How do I get the output to only be numbers within a list that are greater than x?

Question

def list_number(mylist,x):
    y=[i if i>x else False for i in mylist]
    return y

I am trying to get only the numbers that are greater than x in a list to be my output and I also need it to return False if there are no numbers greater than x .

For example mylist=[1,2,3,4,5,6,7,8,9] and x=5 , I want my output to be [6,7,8,9] . if x=10 , I want my output to be false.

I cannot use any methods like .append or .sort

Answer 1

The mistake in your example is your incorrect usage of list comprehension . Here are simple examples to show you how to use list comprehension with conditional statements:

iterator = range(10)
# Example (list comprehension with if statement)
[x for x in iterator if x > 5]
# [6, 7, 8, 9]

# Example (list comprehension with if...else statement)
[x if x > 5 else 0 for x in iterator]
# [0, 0, 0, 0, 0, 0, 6, 7, 8, 9]

As for your specific question, you can use the information above to create a function like this:

def list_number(mylist, x):
    y = [n for n in mylist if n > x]
    if not y:
      return False
    return y

Answer 2

You can use a list comprehension and then return False if the list is empty. Using the or operator allow it to simplify it as it will execute the second statement if the first one is considered as False, so if the list is empty.

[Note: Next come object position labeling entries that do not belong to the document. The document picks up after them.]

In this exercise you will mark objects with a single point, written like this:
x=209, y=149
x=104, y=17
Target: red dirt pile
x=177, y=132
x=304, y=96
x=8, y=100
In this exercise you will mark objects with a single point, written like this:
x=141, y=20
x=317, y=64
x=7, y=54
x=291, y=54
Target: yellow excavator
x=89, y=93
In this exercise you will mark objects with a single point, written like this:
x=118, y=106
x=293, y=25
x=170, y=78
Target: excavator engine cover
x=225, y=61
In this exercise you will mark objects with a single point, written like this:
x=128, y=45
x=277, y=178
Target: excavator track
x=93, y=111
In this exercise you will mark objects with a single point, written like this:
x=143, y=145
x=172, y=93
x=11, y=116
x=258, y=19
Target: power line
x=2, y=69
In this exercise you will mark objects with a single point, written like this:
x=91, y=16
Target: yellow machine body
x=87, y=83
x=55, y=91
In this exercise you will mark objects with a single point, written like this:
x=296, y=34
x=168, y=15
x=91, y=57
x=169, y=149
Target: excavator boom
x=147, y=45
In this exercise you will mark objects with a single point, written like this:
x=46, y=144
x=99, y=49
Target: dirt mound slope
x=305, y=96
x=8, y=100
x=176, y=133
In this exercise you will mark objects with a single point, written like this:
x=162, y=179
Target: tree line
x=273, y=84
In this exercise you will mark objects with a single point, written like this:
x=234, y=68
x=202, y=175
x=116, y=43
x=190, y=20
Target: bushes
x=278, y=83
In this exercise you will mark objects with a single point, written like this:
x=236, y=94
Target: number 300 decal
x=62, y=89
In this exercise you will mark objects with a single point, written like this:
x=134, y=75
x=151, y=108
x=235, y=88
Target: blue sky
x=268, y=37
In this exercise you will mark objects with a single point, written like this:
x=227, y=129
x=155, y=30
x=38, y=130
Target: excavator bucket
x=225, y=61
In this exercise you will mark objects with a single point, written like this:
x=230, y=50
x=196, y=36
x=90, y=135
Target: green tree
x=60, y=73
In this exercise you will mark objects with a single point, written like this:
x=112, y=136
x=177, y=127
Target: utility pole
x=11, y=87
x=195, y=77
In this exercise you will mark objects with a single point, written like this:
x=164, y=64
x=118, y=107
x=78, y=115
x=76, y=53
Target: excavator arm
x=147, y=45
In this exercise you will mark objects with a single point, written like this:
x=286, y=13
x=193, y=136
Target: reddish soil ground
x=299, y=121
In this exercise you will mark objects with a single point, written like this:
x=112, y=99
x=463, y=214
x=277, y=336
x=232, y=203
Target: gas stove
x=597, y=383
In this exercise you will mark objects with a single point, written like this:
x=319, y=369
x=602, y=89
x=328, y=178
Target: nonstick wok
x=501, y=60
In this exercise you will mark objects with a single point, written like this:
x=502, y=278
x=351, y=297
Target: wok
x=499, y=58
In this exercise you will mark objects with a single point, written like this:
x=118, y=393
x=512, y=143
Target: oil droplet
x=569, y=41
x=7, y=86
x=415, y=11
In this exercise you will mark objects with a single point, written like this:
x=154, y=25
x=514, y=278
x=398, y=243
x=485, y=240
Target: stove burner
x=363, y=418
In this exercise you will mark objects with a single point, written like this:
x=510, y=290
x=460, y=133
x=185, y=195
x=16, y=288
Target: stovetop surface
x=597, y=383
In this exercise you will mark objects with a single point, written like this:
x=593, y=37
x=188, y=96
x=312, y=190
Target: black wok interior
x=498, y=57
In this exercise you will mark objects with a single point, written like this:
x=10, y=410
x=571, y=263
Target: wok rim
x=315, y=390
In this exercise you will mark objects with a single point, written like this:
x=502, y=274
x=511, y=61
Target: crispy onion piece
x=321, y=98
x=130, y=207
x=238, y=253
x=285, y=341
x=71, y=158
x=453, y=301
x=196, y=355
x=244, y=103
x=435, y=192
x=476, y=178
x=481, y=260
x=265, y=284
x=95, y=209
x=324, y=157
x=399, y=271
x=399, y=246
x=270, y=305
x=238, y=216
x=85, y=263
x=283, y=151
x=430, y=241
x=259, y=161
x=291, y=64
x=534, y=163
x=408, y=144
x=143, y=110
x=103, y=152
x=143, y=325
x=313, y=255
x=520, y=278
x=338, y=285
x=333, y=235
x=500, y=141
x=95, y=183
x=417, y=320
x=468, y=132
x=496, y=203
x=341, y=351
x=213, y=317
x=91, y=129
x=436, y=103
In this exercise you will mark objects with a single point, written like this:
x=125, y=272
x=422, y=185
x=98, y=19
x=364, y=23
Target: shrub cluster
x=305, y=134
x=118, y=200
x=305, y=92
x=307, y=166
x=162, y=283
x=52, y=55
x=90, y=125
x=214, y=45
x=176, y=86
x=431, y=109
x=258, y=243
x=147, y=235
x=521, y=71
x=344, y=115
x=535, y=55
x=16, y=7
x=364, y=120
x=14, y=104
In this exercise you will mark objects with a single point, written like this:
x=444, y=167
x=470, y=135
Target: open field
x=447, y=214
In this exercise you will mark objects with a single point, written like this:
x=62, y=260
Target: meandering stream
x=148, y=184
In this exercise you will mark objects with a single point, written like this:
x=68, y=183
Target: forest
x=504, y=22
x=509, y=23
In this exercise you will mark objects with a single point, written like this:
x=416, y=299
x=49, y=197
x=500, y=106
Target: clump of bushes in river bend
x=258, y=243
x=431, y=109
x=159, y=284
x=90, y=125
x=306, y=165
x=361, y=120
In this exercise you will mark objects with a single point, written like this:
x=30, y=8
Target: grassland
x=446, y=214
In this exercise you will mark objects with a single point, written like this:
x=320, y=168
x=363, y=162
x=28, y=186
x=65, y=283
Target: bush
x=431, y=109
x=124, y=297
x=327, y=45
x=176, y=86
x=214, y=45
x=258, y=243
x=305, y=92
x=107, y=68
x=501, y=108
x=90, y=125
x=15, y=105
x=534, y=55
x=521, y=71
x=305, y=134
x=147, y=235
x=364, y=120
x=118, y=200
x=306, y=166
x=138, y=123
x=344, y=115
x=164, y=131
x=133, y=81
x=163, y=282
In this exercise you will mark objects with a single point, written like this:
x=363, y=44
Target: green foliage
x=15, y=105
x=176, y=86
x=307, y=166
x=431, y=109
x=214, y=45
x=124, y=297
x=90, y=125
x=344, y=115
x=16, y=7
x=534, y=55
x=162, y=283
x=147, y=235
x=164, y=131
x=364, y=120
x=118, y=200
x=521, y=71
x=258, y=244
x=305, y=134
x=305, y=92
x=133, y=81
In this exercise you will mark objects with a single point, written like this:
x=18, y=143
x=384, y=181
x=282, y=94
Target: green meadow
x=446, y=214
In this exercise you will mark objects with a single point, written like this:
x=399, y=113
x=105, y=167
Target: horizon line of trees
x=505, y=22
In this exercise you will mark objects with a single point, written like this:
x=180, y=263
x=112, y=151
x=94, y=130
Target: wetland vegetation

def list_number(mylist, x):
    return [y for y in mylist if y > x] or False

---

Another way it can be done is using a filter:

def list_number(mylist, x):
     return list(filter(x.__lt__, mylist)) or False

x.__lt__ correspond to the less than operator on the value of x.

---

Either way,

>>> list_number(list(range(10)), 5)
[6, 7, 8, 9]

>>> list_number(list(range(10)), 11)
False

Answer 3

You can use the fact that empty list is a false value in python.
This way your code will always return a list, which is much better than returning a List | boolean

from typing import List

def list_number(my_list: List[int], x: int) -> List[int]:
    return [num for num in my_list if num > x]

result: List[int] = list_number([4,6,89,21],7)
if(result):
  print('non empty result')
else:
  print('empty result')
  
result: List[int] = list_number([4,6,89,21],790)
if(result):
  print('non empty result')
else:
  print('empty result') 

output

non empty result
empty result

Answer 4

I'd say this code is pretty easy to read and predictable. No need to have any advanced knowledge. (except typehints)

from typing import List, Union

l = [1, 2, 3, 4, 5, 6, 7, 8, 9, 10]
x = 10


def greater_than(list_uf_nums: List[int], num: int) -> Union[List[int], bool]:
    return_list = [y for y in list_uf_nums if y > num]
    if not return_list:
        return False
    return return_list


print(greater_than(l, x))